Systemic change will be achieved faster if we join our forces.
According to experts, we will see revolutionary technological and social changes within the next twenty years, which will have a substantial effect on our way of life and work. In order to have a better future, the new generation – Generation 3.0 – will need skills and knowledge for the 21st century.
The expected decline of many traditional professions, the growing popularity of ultra-right parties, and deepening differences between regions are just a hint of what we as a country will have to cope with. Shall we be ready?

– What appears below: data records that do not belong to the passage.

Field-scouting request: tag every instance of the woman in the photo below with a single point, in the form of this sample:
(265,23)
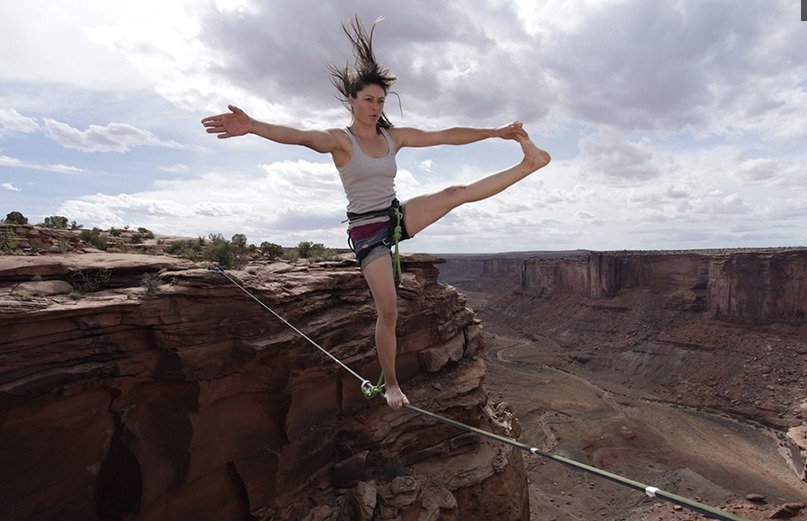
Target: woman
(364,155)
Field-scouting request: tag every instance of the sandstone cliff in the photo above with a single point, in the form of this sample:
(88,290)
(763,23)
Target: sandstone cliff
(138,387)
(716,330)
(751,287)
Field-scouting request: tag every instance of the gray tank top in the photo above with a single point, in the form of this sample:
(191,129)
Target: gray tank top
(369,182)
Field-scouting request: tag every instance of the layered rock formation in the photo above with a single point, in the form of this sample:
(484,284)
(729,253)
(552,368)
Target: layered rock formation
(140,387)
(721,330)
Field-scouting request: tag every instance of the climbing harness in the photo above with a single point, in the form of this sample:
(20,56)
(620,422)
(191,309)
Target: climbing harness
(397,233)
(370,391)
(396,215)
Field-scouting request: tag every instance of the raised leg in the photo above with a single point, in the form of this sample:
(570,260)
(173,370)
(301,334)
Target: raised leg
(378,274)
(425,210)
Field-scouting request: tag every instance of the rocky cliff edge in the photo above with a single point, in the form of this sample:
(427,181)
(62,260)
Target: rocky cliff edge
(139,387)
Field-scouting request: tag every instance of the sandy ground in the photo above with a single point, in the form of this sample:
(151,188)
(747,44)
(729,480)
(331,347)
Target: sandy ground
(706,457)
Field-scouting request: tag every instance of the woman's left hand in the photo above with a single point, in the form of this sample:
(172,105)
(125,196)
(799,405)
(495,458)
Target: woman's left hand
(512,131)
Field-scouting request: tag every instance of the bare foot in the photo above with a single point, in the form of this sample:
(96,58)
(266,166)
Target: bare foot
(534,157)
(395,397)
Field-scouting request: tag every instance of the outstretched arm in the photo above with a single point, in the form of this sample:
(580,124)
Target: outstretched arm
(412,137)
(238,123)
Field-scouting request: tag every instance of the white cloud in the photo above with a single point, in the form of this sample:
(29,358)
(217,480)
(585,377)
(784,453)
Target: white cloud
(610,155)
(114,137)
(12,122)
(669,123)
(9,161)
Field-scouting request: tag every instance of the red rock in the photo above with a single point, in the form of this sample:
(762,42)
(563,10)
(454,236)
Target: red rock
(193,398)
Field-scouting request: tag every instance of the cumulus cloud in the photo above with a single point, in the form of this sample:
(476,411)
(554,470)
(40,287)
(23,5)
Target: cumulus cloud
(610,155)
(12,122)
(114,137)
(9,161)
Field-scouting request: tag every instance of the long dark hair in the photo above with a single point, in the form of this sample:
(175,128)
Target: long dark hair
(349,80)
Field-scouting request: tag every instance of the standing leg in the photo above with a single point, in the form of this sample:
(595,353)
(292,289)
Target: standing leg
(378,274)
(425,210)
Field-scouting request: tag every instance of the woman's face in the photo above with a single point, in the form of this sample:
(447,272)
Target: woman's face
(368,104)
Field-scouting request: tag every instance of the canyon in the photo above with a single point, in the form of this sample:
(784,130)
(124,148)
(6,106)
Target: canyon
(684,370)
(148,387)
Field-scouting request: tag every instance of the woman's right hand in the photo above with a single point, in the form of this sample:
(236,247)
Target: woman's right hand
(231,124)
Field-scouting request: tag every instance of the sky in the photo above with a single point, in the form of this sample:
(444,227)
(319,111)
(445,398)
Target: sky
(672,125)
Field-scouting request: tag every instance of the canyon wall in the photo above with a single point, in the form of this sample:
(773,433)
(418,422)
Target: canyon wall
(137,387)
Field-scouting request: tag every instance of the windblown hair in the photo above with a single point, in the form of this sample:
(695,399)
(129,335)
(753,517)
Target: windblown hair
(349,80)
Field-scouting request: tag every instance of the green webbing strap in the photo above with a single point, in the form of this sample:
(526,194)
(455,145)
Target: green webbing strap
(397,233)
(371,391)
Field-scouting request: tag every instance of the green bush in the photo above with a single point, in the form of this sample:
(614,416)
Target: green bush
(145,233)
(271,250)
(8,241)
(16,218)
(220,251)
(57,222)
(94,238)
(316,251)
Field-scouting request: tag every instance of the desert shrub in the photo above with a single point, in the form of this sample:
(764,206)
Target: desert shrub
(94,238)
(316,251)
(271,250)
(222,252)
(57,222)
(8,241)
(145,233)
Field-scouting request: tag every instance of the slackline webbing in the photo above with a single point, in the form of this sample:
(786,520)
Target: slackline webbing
(370,391)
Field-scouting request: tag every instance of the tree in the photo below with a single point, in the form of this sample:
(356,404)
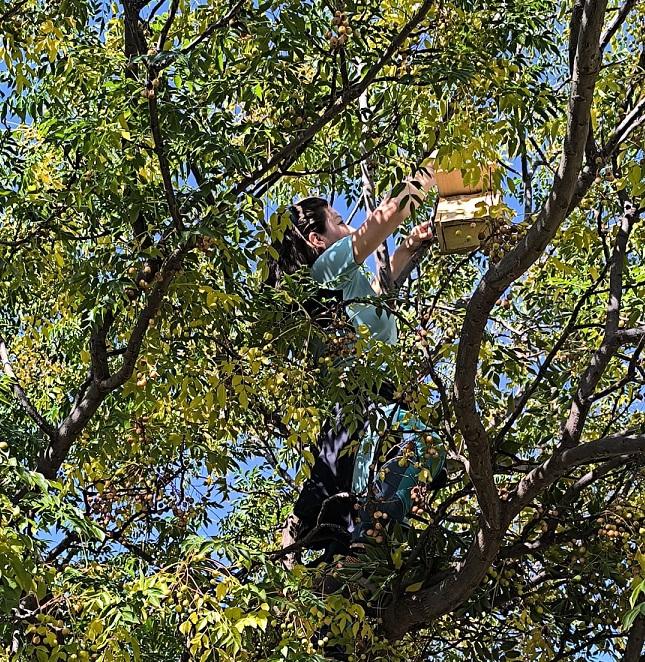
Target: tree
(158,399)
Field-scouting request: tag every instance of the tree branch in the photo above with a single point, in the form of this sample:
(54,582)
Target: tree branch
(582,400)
(339,104)
(618,20)
(45,427)
(634,649)
(215,26)
(522,256)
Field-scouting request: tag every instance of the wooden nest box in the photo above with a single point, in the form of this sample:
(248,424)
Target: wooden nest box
(463,217)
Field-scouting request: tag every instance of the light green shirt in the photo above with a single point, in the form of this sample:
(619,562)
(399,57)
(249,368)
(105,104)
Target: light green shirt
(336,269)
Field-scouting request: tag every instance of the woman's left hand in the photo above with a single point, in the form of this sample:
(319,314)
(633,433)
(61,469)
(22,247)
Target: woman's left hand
(419,234)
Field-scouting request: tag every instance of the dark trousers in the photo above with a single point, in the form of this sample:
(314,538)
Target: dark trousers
(319,501)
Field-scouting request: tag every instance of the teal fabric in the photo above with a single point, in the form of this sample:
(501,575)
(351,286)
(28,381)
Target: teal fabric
(403,479)
(336,269)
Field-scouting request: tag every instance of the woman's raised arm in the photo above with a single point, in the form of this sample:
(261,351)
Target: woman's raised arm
(391,213)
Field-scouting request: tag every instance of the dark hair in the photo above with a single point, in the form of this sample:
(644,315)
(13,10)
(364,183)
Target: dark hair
(294,252)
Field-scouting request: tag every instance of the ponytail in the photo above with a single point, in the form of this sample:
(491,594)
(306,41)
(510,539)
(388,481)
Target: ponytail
(294,250)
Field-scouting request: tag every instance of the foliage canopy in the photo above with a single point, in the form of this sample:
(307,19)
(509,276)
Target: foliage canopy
(159,407)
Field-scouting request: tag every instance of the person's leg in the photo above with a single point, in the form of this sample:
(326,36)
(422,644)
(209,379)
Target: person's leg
(397,477)
(325,498)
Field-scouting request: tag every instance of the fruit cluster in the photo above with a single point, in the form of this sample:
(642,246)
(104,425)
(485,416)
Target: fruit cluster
(502,237)
(624,523)
(340,31)
(49,634)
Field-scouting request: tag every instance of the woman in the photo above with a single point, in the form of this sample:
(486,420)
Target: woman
(319,239)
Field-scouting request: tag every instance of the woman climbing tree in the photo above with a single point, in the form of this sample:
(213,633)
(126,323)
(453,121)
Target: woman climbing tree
(318,238)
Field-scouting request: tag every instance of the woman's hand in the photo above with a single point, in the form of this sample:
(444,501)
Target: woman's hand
(419,234)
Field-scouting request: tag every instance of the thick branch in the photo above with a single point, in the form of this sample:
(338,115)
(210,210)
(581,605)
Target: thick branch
(626,443)
(569,327)
(525,253)
(339,104)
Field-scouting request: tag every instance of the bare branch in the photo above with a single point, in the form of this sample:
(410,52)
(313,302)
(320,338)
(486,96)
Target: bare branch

The Economist Intelligence Unit (EIU), with the support of the Yidan Prize Foundation, issued a report on the Worldwide Educating for the Future Index, which is based on in-depth interviews with 17 global experts. (bit.ly/EIUreport) It is the first global index which considers inputs rather than outputs (such as test results) into education systems, focusing on the group of people aged 15-24 in 35 economies.
In its introduction the report speaks of the skills needed for the changing world. Education will be less about learning information and more about analysing and using information. “Content knowledge is becoming a commodity,” the report quotes Tony Wagner of Harvard University. The report further identifies the types of skills current students will need if they want to be successful as adults: interdisciplinary skills, creative and analytical skills, entrepreneurial skills, leadership, digital and technical skills, global awareness and civic education.
The report was issued after the pilot year of Generation 3.0 was launched by the Pontis Foundation at the beginning of 2017. In many respects it confirmed what the experts who helped to create the project say. “The launch of Generation 3.0 was preceded by several analyses conducted among companies, and we talked to Slovakia’s innovators and personalities. The results have confirmed that there are some organizations and initiatives in education which bring in necessary innovations and promote a better learning for our children. However, what is failing is communication and cooperation between them, which hinders overall progress,” explains Lenka Surotchak, Executive Director of the Pontis Foundation.
When setting the year-long model, the executive team of the project also took into account the fragmentariness of financial support, compensation for school equipment from corporate funds, or the lack of connections in measuring the impact.
The Pontis Foundation is going to issue the first report on the impact of Generation 3.0 at the end of the 2017-18 school year. What has been achieved so far?
We received 53 good quality nominations from all over Slovakia in response to the January call. In the first round an independent evaluation committee shortlisted 15 projects, which the Pontis Foundation, in cooperation with experts, prepared for the finals, using the format of TED conferences. In May, after a very difficult decision-making process, experts selected 3 winners.
First on a small scale
“The number of winners was restricted by the funds available and our intention to test the model’s functionality on a small scale. Each winner received a financial grant of EUR 10,000 and in-kind support worth approximately EUR 20,000,” says Norbert Maur, the manager of Generation 3.0 at the Pontis Foundation. “The award-giving ceremony only started Generation 3.0. In the following months we put the winners in touch with measurement experts. Together, we arrived at the parameters that we will be monitoring and measuring during the school year and that will enable us to assess if their approach really improves the declared skills, knowledge, or attitudes. If our measurement confirms this, we will test the approach at another 2 or 3 schools in the next school year. The goal is to generate solutions which the state will then be able to implement at national level,” adds Maur.
Access to better education for anyone interested
The Pontis Foundation is currently working on the generacia30.sk web, where we will post video recordings of the finalists’ presentations and start mapping other innovators’ projects. According to Lenka Surotchak, the web is the successor to the Map of Social Innovators, which the Foundation created in cooperation with Ashoka two years ago. “We want to take a closer look at the people who are improving how our children learn and create a practical tool for parents, teachers, and companies. The web will feature information about schools using innovative methods, experts’ references, and practical instructions which will help to disseminate the awarded Generation 3.0 projects free of charge.”
Lessons from the first months
“We know today that our January call will list categories similar to those in the EIU report so that there will be more balance in our choice of the Generation 3.0 winners. We also want to present an Award for Innovations in the System of Education. We will involve measurement experts at the beginning of the process to give the evaluation committee an opinion on each nomination from the point of view of measurement. In 2018 we would like to award up to 9 projects, which presents a financial challenge. We are therefore very grateful for all partners and supporters of Generation 3.0 who are helping us perform the individual activities,” says Lenka Surotchak.